1. Field of the Invention
The present invention relates to a photoelectric converting film stack type solid-state image pickup device fabricated by stacking a photoelectric converting film on a semiconductor substrate having formed on the surface thereof a signal read circuit.
2. Description of the Related Art
As for the photoelectric converting film stack type solid-state image pickup device, a prototype device is described, for example, in JP-A-58-103165. In this solid-state image pickup device, three photosensitive layers are stacked on a semiconductor substrate, and electrical signals of red (R), green (G) and blue (B) detected by respective photosensitive layers are read out by MOS circuits formed on the semiconductor substrate surface.
Solid-state image pickup devices having such a constitution were proposed in the past and thereafter, CCD-type image sensors or CMOS-type image sensors where a large number of light-receiving parts (photodiodes) are collectively stacked on the semiconductor substrate surface part and color filters of red (R), green (G) and blue (B) are stacked on respective light-receiving parts have made remarkable progress. At present, an image sensor where hundreds of light-receiving parts (pixels) are clustered on one chip is mounted on a digital still camera.
However, CCD-type image sensors or CMOS-type image sensors are reaching the limit of their technical progress and come to encounter a problem of bad production yield because the opening size of one light-receiving part is about 2 μm and approximated to the wavelength order of incident light.
Furthermore, the upper limit of the quantity of photoelectric charges accumulated in one minute light-receiving part is as small as about 3,000 electrons and with this number of electrons, it is difficult to clearly express 256 gradations.

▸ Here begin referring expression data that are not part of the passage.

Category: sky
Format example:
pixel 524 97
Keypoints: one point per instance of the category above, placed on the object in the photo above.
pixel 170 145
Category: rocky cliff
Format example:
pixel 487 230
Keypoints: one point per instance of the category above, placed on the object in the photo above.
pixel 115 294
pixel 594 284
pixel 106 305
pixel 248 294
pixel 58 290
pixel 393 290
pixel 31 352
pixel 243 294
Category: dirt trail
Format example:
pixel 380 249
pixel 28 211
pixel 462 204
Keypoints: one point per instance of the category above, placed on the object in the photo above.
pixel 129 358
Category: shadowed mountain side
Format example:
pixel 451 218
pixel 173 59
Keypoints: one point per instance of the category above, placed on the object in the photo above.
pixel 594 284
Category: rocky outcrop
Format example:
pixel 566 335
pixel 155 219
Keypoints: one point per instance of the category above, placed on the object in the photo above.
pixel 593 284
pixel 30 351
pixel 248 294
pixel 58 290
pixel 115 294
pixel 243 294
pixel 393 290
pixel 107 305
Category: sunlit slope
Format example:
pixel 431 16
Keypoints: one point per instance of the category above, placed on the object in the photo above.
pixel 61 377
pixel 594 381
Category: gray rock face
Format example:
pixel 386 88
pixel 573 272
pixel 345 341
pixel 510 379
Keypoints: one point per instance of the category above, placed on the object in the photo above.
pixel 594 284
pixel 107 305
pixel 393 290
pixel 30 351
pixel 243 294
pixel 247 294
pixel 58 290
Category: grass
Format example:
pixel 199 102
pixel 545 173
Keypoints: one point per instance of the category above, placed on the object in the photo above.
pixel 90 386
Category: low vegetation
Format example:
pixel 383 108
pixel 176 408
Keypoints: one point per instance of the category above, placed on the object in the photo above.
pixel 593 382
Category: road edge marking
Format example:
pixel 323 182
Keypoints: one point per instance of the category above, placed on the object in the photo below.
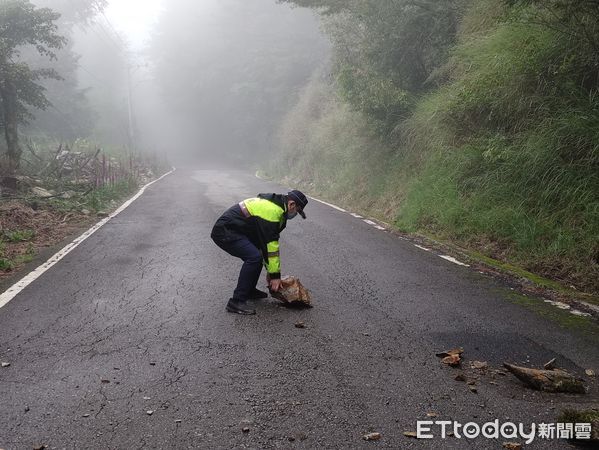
pixel 16 288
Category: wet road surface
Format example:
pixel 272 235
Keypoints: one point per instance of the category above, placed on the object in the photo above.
pixel 126 343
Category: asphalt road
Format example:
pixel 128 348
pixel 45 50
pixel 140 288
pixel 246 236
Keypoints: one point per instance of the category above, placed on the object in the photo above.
pixel 134 321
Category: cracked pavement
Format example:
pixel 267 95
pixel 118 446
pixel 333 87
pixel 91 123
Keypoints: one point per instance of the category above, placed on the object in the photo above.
pixel 133 321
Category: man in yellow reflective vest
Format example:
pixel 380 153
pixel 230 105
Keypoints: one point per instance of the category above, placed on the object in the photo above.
pixel 250 231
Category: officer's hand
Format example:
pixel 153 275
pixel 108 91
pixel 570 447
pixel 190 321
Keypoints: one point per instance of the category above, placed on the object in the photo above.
pixel 275 285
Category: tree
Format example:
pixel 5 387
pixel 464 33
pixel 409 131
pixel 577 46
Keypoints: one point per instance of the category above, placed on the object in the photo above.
pixel 387 52
pixel 23 25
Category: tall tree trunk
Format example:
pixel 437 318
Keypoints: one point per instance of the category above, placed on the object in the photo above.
pixel 8 96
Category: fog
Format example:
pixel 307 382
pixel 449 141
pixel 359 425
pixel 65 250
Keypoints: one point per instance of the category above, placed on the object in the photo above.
pixel 196 79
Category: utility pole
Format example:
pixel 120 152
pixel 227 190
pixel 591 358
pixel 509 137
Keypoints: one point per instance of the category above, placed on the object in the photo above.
pixel 130 111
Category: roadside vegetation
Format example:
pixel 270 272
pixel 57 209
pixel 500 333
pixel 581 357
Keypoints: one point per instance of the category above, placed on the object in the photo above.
pixel 64 158
pixel 476 122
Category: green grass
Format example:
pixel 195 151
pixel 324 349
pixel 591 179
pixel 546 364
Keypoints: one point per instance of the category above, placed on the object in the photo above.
pixel 18 235
pixel 100 199
pixel 503 159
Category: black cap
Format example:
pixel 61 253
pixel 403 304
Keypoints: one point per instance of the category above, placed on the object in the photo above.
pixel 300 201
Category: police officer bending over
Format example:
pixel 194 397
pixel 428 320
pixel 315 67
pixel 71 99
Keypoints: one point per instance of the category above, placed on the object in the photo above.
pixel 250 231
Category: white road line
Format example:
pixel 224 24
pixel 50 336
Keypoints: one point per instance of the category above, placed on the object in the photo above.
pixel 12 292
pixel 422 248
pixel 560 305
pixel 453 260
pixel 375 225
pixel 328 204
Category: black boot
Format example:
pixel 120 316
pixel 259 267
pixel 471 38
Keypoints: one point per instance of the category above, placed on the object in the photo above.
pixel 257 294
pixel 240 307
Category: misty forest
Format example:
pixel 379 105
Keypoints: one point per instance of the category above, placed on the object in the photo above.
pixel 473 122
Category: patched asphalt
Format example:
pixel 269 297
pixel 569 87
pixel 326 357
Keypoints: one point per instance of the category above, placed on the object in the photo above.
pixel 133 321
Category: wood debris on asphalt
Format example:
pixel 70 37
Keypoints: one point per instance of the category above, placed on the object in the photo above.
pixel 372 436
pixel 555 380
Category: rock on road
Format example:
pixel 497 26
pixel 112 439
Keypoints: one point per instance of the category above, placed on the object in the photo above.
pixel 126 344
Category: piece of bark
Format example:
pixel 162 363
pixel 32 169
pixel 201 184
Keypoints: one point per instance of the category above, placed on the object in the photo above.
pixel 454 351
pixel 549 365
pixel 293 292
pixel 556 380
pixel 452 360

Therefore, CCD-type or CMOS-type image sensors can be hardly expected to be more enhanced in view of pictorial quality or sensitivity.
As a solid-state image pickup device capable of solving these problems, the solid-state image pickup device proposed in JP-A-58-103165 is taken notice of, and image sensors described in Japanese Patent No. 3,405,099 and JP-A-2002-83946 are newly proposed.
In the image sensor described in Japanese Patent No. 3,405,099, a medium having dispersed therein ultrafine silicon particles is used for the photoelectric converting layer and by stacking three photoelectric converting layers differing in the particle diameter of the ultrafine particle on a semiconductor substrate, electrical signals according to respective intensities of red, green and blue lights received are generated by respective photoelectric converting layers.
In the image sensor described in JP-A-2002-83946, similarly, three nanosilicon layers differing in the particle diameter are stacked on a semiconductor substrate, and electrical signals of red, green and blue colors detected by respective nanosilicon layers are each read out into an accumulation diode formed on the surface part of the semiconductor substrate.
However, since the ultrafine particle used is silicon in both of Japanese Patent No. 3,405,099 and JP-A-2002-83946, an electron-hole pair generated upon receiving light cannot be satisfactorily prevented from recombining on the ultrafine particle surface and this causes a problem that the performance as a solid-state image pickup device is not satisfied.
On the other hand, studies of ultrafine particles are introduced in B. O. Dabbousi et al., “(CdSe)ZnS Core-Shell Quantum Dots: Synthesis and Characterization of a Size Series of Highly Luminescent Nanocrystallites”, J. Phys. Chem. B 1997, 101, 9463-9475, though this is not related to a solid-state image pickup device. “(CdSe)ZnS Core-Shell Quantum Dots Synthesis and Characterization of a Size Series of Highly Luminescent Nanocrystallites” describes an ultrafine particle obtained by coating the periphery of a CdSe quantum dot with ZnS. This CdSe quantum dot with ZnS shell is advantageous in that the electron-hole pair can be prevented from surface recombination as compared with an ultrafine silicon particle.
In order to practically use the photoelectric converting film stack type solid-state image pickup device, what material is used to form the photoelectric converting film is present as a problem. This problem can be overcome by using a CdSe quantum dot with ZnS shell introduced in B. O. Dabbousi et al., “(CdSe)ZnS Core-Shell Quantum Dots: Synthesis and Characterization of a Size Series of Highly Luminescent Nanocrystallites”, J. Phys. Chem. B 1997, 101, 9463-9475 in place of the ultrafine silicon particle described in Japanese Patent No. 3,405,099 and JP-A-2002-83946.
However, it is necessary to solve another problem that even when a CdSe quantum dot with an ZnS shell is merely dispersed in a medium and formed into a film and the film (photoelectric converting film) is interposed between upper and lower transparent electrode films and applied with a voltage, the photoelectric charges (signal charges) cannot be efficiently taken out.